Daniel took another step back. “No, I better not,” he said.
“You was crying about not having no hair, wasn’t you?” Cowboy Roy said. “I’m just tryin’ to help you out is all.”
“I don’t know,” the boy said. “Seems kinda weird.”
“Son, your daddy caught you fuckin’ a doll,” Cowboy Roy said. “If that ain’t weird, then nothing is.”
Daniel ran his hand over the patchy stubble on his head. A cricket chirped from somewhere in the room. Glancing out the window, he saw the darkness settling over unfamiliar land. It amazed him to think that just that morning he’d slipped out of bed while his parents were still sleeping and now he was hundreds of miles from home. “Okay,” he finally told the trucker.
“Now we’re talking. Why walk around like that when you don’t have to?” the fat man said, wiping the sweat from his bloated red face with the hairpiece. “Okay, just stand in front of that mirror and I’ll help you put it on. I used to stick this thing on Mom all the time.”
Daniel stepped over to the big oval mirror hanging from the paneled wall and shifted about nervously as Cowboy Roy set the musty-smelling wig on top of his head. “Hold still,” he ordered the boy, working the elastic band of the hairpiece down over the boy’s skull. “Got to make it fit right, don’t we?” the trucker said, looking over Daniel’s shoulder and grinning at him in the mirror. The boy could feel the man’s belly pressing up against him.

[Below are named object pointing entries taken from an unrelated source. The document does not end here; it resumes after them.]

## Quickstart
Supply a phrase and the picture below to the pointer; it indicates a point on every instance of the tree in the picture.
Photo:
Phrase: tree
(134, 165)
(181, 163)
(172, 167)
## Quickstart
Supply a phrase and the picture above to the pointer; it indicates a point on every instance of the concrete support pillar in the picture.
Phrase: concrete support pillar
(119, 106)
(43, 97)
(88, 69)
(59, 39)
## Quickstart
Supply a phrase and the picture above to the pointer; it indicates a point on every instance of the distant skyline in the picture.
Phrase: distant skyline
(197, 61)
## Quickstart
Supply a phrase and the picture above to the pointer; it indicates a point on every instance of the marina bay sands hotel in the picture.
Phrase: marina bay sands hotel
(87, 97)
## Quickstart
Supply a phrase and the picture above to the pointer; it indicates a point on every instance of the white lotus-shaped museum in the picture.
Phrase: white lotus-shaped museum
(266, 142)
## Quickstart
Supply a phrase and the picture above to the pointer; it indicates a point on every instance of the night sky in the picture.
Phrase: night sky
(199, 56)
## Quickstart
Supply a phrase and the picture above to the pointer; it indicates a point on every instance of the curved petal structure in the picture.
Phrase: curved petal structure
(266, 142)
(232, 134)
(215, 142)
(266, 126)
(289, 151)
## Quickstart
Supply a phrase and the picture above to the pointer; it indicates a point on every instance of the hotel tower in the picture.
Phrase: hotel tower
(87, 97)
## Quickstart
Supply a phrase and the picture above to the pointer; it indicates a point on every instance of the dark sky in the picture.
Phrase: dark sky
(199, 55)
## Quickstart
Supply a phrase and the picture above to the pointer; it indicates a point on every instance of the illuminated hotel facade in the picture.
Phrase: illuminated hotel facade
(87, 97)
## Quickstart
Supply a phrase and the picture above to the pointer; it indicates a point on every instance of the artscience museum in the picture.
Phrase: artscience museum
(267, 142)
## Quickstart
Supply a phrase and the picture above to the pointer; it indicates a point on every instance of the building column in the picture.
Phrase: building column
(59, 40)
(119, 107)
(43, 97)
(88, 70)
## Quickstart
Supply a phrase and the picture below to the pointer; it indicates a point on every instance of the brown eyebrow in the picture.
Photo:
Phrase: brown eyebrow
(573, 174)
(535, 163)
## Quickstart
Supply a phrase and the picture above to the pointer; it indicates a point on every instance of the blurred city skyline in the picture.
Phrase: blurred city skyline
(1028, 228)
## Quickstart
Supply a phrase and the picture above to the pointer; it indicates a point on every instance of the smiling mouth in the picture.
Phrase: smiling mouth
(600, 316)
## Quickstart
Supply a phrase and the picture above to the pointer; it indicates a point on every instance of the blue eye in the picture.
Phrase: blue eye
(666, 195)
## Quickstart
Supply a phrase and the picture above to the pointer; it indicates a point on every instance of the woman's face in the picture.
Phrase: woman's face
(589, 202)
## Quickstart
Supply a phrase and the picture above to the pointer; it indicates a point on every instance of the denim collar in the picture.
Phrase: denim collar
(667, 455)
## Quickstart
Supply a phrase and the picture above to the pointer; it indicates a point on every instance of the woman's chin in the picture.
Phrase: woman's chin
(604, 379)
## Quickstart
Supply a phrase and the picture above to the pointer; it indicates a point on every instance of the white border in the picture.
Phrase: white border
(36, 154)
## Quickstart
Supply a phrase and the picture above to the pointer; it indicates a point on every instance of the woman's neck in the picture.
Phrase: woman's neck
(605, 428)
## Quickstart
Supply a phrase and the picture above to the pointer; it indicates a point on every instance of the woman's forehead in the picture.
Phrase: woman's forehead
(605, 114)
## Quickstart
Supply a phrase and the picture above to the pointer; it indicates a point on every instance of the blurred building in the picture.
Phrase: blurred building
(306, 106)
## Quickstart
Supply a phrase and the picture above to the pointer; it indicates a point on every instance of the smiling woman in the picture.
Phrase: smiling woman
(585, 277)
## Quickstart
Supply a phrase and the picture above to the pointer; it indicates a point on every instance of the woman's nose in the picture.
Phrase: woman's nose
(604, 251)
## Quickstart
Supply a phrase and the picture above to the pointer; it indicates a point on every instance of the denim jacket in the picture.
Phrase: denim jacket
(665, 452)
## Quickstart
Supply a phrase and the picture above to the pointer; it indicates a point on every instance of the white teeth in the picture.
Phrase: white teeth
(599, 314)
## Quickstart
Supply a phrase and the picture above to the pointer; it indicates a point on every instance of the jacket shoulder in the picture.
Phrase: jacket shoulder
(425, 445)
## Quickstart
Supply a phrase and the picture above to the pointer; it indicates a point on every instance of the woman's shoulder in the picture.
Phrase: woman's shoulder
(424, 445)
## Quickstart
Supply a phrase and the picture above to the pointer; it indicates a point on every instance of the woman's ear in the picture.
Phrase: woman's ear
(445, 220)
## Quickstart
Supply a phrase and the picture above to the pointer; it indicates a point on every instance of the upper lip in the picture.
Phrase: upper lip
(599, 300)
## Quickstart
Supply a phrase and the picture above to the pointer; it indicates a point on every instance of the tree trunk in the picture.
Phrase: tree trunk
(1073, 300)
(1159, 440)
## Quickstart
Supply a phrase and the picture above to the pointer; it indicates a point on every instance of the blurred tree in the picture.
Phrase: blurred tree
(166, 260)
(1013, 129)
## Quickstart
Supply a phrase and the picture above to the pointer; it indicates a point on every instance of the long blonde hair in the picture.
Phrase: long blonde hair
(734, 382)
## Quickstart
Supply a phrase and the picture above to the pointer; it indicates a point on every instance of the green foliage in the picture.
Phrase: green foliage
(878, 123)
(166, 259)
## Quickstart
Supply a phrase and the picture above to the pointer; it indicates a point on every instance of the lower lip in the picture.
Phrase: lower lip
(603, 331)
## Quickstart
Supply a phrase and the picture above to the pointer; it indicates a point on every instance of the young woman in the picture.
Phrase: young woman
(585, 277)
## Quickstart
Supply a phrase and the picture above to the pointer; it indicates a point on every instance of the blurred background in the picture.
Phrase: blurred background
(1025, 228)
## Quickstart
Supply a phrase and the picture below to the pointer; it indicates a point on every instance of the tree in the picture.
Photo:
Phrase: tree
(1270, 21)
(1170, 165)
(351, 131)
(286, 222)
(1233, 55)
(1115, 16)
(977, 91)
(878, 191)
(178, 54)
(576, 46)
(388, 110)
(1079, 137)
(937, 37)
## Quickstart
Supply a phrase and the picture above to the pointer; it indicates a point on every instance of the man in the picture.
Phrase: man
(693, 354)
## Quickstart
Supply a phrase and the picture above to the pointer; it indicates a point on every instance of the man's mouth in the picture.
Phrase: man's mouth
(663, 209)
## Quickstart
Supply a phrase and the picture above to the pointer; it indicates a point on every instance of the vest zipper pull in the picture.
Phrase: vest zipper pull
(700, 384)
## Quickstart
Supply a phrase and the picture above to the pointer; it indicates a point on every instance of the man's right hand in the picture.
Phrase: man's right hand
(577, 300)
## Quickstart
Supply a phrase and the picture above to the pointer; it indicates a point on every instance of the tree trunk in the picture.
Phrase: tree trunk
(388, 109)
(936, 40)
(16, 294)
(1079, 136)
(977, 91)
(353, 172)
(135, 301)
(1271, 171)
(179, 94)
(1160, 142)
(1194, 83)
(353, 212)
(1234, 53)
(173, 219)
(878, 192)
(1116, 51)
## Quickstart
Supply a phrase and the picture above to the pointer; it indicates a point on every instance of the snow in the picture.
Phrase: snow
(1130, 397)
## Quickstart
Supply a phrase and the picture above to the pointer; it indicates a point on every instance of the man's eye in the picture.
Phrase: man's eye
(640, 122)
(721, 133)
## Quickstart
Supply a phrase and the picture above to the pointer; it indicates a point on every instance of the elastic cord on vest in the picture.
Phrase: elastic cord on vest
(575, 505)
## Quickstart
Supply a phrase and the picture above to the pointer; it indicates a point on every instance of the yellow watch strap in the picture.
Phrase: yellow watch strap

Finally, the trucker said, “Not bad. What you think?”
The long wig cascaded down Daniel’s scrawny back, a tangle of big blond curls. “It’s a little long, ain’t it?” the boy said.
“Well, shoot, you just need a trim,” the trucker said. “Stay right there.” Cowboy Roy hurried into the kitchen and came back out with a jagged fillet knife. “I can’t find no scissors, but this will do the job.” He grabbed a length of the brittle hair in his stubby fingers. “Say about this much?” he asked the boy.
“Maybe I oughta do that,” Daniel said.
“Just don’t make no sudden moves,” Cowboy Roy said.
“That’s what my old man told me.”
“Oh, yeah, I forgot,” the trucker said. “Hell, I ain’t gonna hurt you. This damn thing cost thirty dollars.”
“That’s good.”
The trucker started in, chewing his chapped lips as he hacked off pieces of his dead mother’s fancy wig and let them flutter to the floor. After a few minutes, he stepped away and slid the knife into the back pocket of his coveralls. He reached behind him for a pint bottle sitting on the end table next to the couch, his eyes never leaving the boy. As he unscrewed the cap, he said, “What you say now, pardner?”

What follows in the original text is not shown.